As hundreds of thousands of Iraqis continue to demand the government to step down, two security scandals surfaced involving the incumbent cabinet headed by Prime Minister Adel Abdul-Mahdi.
The first scandal involved an armed gang kidnapping a senior security official in the Interior Ministry in central Baghdad, while the second was the denial of Defense Minister Najah al-Shammari that the munitions that hit Iraqi demonstrators had entered the country through the government.
Shammari said on Thursday a “third party” is behind shooting at the demonstrators and security forces alike.
He explained the rifles used by the security forces have a range of 75 and 100 meters, and gas bombs are of the conventional type used by all countries in the world to disperse demonstrators.
However, he said it was usual that some protesters have been killed by bullets fired from a distance of 300 meters, saying such weapons have been imported to the country without the knowledge of Iraqi officials.
These arms have never been imported by the government and officials of Iraq, he emphasized, adding that it is vague and unclear how they have been brought in.

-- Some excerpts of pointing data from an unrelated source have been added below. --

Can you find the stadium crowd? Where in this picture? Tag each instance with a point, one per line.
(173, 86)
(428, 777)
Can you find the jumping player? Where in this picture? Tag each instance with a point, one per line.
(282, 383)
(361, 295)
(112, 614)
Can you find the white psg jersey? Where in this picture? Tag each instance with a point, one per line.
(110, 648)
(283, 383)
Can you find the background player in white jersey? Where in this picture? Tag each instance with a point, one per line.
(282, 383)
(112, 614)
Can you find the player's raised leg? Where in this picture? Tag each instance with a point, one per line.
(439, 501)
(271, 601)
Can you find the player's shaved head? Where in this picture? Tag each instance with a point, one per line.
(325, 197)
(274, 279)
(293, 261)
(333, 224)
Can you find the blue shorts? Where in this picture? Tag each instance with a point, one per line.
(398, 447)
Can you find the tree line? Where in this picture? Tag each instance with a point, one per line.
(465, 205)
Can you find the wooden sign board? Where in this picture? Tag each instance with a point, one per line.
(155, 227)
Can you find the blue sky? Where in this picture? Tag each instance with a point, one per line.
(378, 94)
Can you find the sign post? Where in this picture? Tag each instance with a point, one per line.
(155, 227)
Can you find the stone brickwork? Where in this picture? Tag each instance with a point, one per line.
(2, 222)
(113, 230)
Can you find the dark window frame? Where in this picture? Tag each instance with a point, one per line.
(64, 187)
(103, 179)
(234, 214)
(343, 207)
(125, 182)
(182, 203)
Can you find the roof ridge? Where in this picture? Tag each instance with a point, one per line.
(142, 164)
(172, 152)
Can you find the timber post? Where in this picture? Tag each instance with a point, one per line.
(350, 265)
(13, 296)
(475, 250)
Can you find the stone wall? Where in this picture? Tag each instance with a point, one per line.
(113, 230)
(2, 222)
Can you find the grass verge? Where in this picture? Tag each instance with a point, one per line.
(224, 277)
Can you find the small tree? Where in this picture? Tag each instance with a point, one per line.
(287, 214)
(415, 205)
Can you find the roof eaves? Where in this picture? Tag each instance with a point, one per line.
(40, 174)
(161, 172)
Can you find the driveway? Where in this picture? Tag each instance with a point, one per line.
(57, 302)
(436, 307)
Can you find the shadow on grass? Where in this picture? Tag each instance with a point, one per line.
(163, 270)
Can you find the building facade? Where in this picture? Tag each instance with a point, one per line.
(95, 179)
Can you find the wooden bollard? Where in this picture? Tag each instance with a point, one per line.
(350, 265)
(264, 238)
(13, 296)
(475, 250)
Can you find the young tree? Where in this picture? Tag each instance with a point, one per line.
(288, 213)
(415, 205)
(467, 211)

Political observers pointed the finger towards Iran and its proxy militias in the country.
Amnesty International had announced earlier that Iran is one of the manufacturers of tear gas bombs being used against protesters.
Street protests erupted in several Iraqi cities in October over unemployment, a lack of basic services and rampant corruption. Protests have often turned violent, with security forces opening fire, leaving hundreds dead.